# Metal Degu/Chinchilla wheels



## Paws&Claws (Aug 29, 2009)

Hey Guys!

I've been looking for new metal wheels for the degus to replace there old ones. Unfortunately John Hopewell's wheels are smaller and more expensive than last time  They come in 8" or 10" (previously 12") and are now £55 (previously £50) = *£50 excluding P+P*.

After a long look on the net I found nothing else... however my other half had a look worldwide and found these wheels!

Large Solid Metal Steel 16" Exercise Wheel

They cost $34.99 (about £21.80) the shipping cost is $50.00 to the UK (about £31.49) = *£53.29 including P+P*

They are 16" so are suitable for Degus and Chinchilla's and cost less than John Hopewell.

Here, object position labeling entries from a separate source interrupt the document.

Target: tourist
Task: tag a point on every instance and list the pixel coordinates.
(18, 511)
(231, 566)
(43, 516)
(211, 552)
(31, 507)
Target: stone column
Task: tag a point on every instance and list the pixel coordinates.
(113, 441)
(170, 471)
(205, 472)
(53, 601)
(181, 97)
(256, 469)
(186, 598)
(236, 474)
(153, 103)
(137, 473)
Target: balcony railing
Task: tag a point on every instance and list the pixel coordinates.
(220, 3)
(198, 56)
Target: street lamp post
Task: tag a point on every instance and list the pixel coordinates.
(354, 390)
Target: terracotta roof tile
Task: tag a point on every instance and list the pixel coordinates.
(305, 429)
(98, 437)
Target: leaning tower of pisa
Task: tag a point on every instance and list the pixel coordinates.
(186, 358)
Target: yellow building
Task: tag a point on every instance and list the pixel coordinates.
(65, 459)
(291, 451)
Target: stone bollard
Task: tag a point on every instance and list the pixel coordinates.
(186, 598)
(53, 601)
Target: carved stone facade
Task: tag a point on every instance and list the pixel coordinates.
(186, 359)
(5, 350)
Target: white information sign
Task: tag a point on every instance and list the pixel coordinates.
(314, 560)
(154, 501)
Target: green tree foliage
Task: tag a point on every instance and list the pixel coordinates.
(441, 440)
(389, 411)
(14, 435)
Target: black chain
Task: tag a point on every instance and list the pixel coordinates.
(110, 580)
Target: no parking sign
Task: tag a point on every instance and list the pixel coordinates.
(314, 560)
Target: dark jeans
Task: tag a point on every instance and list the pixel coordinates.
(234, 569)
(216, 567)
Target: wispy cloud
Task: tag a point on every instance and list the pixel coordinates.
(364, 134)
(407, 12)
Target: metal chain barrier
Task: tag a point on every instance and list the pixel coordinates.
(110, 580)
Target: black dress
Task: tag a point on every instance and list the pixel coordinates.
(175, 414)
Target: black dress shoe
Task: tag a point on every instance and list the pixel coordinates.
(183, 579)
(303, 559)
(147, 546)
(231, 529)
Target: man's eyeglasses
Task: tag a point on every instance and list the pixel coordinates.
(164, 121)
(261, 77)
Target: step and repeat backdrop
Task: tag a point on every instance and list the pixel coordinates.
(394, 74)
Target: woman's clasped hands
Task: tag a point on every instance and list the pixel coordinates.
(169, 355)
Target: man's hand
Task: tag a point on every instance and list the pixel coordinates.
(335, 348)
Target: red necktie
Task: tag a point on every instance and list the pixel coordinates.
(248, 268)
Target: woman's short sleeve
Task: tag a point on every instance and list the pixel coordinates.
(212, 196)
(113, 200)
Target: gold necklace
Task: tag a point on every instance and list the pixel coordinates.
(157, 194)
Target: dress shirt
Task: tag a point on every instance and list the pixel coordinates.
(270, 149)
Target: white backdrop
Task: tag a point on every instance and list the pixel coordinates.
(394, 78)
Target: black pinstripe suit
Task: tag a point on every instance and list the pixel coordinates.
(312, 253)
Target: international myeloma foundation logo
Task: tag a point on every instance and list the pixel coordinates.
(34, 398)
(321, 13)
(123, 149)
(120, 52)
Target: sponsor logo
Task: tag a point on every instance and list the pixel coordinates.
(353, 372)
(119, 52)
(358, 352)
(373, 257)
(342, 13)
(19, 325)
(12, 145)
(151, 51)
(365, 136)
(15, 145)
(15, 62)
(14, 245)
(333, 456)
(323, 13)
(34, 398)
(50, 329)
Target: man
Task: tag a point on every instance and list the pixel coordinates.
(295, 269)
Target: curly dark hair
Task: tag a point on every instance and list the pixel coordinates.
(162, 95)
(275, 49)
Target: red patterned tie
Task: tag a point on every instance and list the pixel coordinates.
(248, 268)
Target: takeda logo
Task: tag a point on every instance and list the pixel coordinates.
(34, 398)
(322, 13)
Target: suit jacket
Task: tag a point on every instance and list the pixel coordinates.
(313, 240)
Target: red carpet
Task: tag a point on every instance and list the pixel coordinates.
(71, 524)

I have purchased 2 of these wheels from America (the lady was very kind and combined postage!) and will let you all know what they are like when they arrive. I'll take some pictures and let you know if they are worth the money. I'm really excited for them to come  xxx


----------



## Lil Miss (Dec 11, 2010)

theres some one on this forum that makes them, just for future refference as they are much cheaper :lol:

http://www.petforums.co.uk/small-animal-classifieds/188690-metal-wheels-sale-25-videos.html


----------